Re: Allow async standbys wait for sync replication (was: Disallow quorum uncommitted (with synchronous standbys) txns in logical replication subscribers) - Mailing list pgsql-hackers

From Bharath Rupireddy
Subject Re: Allow async standbys wait for sync replication (was: Disallow quorum uncommitted (with synchronous standbys) txns in logical replication subscribers)
Date
Msg-id CALj2ACUEQPjDCoEm1NgDxPYqeKcfoAHe86ZWUaD2pjMjdxsWHw@mail.gmail.com
Whole thread Raw
In response to Re: Allow async standbys wait for sync replication (was: Disallow quorum uncommitted (with synchronous standbys) txns in logical replication subscribers)  (Nathan Bossart <nathandbossart@gmail.com>)
Responses Re: Allow async standbys wait for sync replication (was: Disallow quorum uncommitted (with synchronous standbys) txns in logical replication subscribers)  (Nathan Bossart <nathandbossart@gmail.com>)
List pgsql-hackers
On Sat, Feb 26, 2022 at 9:37 PM Nathan Bossart <nathandbossart@gmail.com> wrote:
>
> On Sat, Feb 26, 2022 at 02:17:50PM +0530, Bharath Rupireddy wrote:
> > A global min LSN of SendRqstPtr of all the sync standbys can be
> > calculated and the async standbys can send WAL up to global min LSN.
> > This is unlike what the v1 patch does i.e. async standbys will wait
> > until the sync standbys report flush LSN back to the primary. Problem
> > with the global min LSN approach is that there can still be a small
> > window where async standbys can get ahead of sync standbys. Imagine
> > async standbys being closer to the primary than sync standbys and if
> > the failover has to happen while the WAL at SendRqstPtr isn't received
> > by the sync standbys, but the async standbys can receive them as they
> > are closer. We hit the same problem that we are trying to solve with
> > this patch. This is the reason, we are waiting till the sync flush LSN
> > as it guarantees more transactional protection.
>
> Do you mean that the application of WAL gets ahead on your async standbys
> or that the writing/flushing of WAL gets ahead?  If synchronous_commit is
> set to 'remote_write' or 'on', I think either approach can lead to
> situations where the async standbys are ahead of the sync standbys with WAL
> application.  For example, a conflict between WAL replay and a query on
> your sync standby could delay WAL replay, but the primary will not wait for
> this conflict to resolve before considering a transaction synchronously
> replicated and sending it to the async standbys.
>
> If writing/flushing WAL gets ahead on async standbys, I think something is
> wrong with the patch.  If you aren't sending WAL to async standbys until
> it is synchronously replicated to the sync standbys, it should by
> definition be impossible for this to happen.

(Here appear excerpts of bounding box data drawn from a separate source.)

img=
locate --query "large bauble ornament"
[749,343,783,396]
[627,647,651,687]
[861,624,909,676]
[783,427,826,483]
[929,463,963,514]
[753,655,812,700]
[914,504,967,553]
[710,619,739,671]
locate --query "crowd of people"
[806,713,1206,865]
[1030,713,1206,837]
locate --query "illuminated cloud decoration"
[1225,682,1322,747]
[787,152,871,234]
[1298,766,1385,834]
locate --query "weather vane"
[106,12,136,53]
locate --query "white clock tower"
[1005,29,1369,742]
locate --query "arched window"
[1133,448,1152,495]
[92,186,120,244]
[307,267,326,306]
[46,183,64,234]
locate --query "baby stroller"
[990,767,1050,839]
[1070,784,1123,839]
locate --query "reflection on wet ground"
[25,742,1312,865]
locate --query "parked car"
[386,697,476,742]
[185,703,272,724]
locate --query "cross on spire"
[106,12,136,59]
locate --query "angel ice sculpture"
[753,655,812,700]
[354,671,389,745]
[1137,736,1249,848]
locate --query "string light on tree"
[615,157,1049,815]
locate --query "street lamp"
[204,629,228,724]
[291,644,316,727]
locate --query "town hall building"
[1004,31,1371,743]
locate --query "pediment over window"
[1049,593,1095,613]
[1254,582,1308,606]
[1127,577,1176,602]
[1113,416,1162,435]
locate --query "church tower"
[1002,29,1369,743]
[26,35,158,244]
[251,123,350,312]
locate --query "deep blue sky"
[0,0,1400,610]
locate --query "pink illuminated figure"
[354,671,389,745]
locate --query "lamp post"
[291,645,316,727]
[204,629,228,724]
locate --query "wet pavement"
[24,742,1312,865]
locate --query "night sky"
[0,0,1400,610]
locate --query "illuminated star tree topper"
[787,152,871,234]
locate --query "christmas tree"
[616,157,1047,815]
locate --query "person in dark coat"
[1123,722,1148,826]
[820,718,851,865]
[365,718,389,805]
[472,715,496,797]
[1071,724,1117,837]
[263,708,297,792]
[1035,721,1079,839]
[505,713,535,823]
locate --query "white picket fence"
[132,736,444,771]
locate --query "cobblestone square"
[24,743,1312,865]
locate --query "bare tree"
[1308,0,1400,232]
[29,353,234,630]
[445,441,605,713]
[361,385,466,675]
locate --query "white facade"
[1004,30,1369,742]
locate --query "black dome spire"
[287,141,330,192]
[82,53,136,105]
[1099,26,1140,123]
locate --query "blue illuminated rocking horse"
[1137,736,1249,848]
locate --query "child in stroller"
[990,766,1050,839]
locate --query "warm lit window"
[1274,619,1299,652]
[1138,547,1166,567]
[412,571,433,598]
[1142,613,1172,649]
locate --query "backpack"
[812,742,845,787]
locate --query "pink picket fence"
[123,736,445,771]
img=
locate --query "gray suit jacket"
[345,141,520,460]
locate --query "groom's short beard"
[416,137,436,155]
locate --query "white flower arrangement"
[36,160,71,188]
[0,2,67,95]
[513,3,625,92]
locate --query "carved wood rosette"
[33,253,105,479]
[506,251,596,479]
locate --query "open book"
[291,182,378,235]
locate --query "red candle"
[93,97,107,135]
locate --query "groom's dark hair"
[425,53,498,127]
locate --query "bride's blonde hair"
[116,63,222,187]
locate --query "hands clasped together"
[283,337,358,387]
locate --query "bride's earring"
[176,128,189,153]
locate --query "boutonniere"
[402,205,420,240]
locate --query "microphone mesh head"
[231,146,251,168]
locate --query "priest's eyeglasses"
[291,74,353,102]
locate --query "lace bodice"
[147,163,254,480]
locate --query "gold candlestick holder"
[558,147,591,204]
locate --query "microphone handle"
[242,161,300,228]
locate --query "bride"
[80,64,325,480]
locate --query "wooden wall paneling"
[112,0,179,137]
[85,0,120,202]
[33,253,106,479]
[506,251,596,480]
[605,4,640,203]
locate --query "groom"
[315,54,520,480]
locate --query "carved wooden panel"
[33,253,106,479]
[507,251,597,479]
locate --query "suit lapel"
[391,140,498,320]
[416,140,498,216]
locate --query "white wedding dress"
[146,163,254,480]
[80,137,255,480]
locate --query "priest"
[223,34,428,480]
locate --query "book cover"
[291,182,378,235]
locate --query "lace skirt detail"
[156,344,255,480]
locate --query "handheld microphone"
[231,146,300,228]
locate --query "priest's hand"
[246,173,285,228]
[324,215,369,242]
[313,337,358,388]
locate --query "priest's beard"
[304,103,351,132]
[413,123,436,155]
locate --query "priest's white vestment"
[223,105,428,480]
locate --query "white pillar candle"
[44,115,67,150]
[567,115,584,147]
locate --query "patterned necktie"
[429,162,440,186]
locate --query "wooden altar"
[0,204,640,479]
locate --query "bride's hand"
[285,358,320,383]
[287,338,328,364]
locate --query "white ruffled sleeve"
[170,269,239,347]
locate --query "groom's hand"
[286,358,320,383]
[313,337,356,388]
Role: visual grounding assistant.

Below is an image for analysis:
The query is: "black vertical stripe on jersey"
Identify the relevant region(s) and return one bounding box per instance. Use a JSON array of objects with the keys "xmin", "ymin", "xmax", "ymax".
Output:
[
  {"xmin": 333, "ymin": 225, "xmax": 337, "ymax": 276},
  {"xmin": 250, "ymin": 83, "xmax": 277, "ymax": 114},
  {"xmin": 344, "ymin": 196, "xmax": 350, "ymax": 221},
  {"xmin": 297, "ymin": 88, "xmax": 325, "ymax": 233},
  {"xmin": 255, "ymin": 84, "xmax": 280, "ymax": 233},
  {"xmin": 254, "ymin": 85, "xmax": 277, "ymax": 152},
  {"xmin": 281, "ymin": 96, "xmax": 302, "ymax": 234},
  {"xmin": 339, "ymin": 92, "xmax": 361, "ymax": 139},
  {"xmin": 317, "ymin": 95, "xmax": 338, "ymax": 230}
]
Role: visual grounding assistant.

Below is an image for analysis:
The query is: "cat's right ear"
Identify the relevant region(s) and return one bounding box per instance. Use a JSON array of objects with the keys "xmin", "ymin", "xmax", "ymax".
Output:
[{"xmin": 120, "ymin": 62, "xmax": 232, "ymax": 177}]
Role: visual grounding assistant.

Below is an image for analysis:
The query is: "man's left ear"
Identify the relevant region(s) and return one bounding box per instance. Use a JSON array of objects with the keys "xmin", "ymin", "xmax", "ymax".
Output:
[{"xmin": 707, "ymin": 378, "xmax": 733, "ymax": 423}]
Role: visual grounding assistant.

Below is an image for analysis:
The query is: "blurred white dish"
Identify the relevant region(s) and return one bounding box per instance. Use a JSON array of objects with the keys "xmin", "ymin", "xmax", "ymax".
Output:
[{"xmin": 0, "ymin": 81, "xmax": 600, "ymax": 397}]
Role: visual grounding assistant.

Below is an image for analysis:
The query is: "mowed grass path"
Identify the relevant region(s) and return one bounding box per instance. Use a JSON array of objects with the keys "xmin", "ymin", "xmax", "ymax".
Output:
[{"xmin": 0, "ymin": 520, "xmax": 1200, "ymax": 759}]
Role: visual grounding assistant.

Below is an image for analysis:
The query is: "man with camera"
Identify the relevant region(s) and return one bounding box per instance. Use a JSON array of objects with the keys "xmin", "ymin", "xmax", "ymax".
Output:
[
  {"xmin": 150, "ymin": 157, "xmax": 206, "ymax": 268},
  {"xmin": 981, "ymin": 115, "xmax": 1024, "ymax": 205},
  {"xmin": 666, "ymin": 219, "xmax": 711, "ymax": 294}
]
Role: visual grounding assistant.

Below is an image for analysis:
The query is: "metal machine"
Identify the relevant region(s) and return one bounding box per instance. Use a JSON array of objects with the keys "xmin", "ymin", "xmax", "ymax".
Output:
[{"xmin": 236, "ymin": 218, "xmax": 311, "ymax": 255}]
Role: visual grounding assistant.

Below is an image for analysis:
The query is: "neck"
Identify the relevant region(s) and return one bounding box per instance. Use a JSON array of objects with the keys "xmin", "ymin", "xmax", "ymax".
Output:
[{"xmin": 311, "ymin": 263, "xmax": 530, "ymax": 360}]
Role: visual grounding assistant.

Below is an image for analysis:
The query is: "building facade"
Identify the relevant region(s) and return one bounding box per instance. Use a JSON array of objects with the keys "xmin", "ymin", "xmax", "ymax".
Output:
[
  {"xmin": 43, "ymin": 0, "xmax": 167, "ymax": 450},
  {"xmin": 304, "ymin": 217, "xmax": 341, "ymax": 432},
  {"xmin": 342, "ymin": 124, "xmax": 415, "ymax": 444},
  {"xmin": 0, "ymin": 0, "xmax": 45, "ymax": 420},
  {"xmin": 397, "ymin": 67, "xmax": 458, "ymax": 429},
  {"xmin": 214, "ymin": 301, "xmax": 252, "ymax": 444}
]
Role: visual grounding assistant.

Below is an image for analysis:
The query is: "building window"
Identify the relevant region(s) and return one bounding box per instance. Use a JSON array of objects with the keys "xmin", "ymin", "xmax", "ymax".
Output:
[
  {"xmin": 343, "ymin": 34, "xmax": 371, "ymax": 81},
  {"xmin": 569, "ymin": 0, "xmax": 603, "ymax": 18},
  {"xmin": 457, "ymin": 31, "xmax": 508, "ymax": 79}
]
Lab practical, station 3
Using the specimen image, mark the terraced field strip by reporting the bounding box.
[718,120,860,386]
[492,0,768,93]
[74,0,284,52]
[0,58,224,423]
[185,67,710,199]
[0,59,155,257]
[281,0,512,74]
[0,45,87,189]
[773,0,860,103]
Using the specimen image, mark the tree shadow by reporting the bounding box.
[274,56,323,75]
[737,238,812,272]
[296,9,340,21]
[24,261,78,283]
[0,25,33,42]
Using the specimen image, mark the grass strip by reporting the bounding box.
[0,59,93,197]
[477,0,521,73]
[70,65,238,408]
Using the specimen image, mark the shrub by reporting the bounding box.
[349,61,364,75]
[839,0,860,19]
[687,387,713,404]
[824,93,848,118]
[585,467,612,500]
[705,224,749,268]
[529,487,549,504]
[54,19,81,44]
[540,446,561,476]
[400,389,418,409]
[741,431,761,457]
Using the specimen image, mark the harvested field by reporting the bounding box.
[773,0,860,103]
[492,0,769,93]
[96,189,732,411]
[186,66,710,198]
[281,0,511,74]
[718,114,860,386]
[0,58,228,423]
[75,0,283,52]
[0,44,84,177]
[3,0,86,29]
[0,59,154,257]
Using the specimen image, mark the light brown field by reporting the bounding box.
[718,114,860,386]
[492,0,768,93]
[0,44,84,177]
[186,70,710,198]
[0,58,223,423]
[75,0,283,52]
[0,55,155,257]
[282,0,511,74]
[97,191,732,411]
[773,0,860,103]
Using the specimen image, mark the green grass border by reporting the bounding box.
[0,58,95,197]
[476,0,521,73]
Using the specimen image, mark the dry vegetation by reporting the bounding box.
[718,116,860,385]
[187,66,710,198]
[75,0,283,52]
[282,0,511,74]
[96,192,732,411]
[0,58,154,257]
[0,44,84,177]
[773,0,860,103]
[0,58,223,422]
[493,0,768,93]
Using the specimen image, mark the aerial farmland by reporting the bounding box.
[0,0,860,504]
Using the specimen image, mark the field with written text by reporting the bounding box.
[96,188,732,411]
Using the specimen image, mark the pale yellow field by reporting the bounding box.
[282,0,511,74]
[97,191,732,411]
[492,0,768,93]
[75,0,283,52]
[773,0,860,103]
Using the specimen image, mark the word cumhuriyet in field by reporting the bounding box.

With the v1 patch [1], the async standbys will never get WAL ahead of
sync standbys. That is guaranteed because the walsenders serving async
standbys are allowed to send WAL only after the walsenders serving
sync standbys receive the synchronous flush LSN.

> > Do you think allowing async standbys optionally wait for either remote
> > write or flush or apply or global min LSN of SendRqstPtr so that users
> > can choose what they want?
>
> I'm not sure I follow the difference between "global min LSN of
> SendRqstPtr" and remote write/flush/apply.  IIUC you are saying that we
> could use the LSN of what is being sent to sync standbys instead of the LSN
> of what the primary considers synchronously replicated.  I don't think we
> should do that because it provides no guarantee that the WAL has even been
> sent to the sync standbys before it is sent to the async standbys.

Correct.

> For
> this feature, I think we always need to consider what the primary considers
> synchronously replicated.  My suggested approach doesn't change that.  I'm
> saying that instead of spinning in a loop waiting for the WAL to be
> synchronously replicated, we just immediately send WAL up to the LSN that
> is presently known to be synchronously replicated.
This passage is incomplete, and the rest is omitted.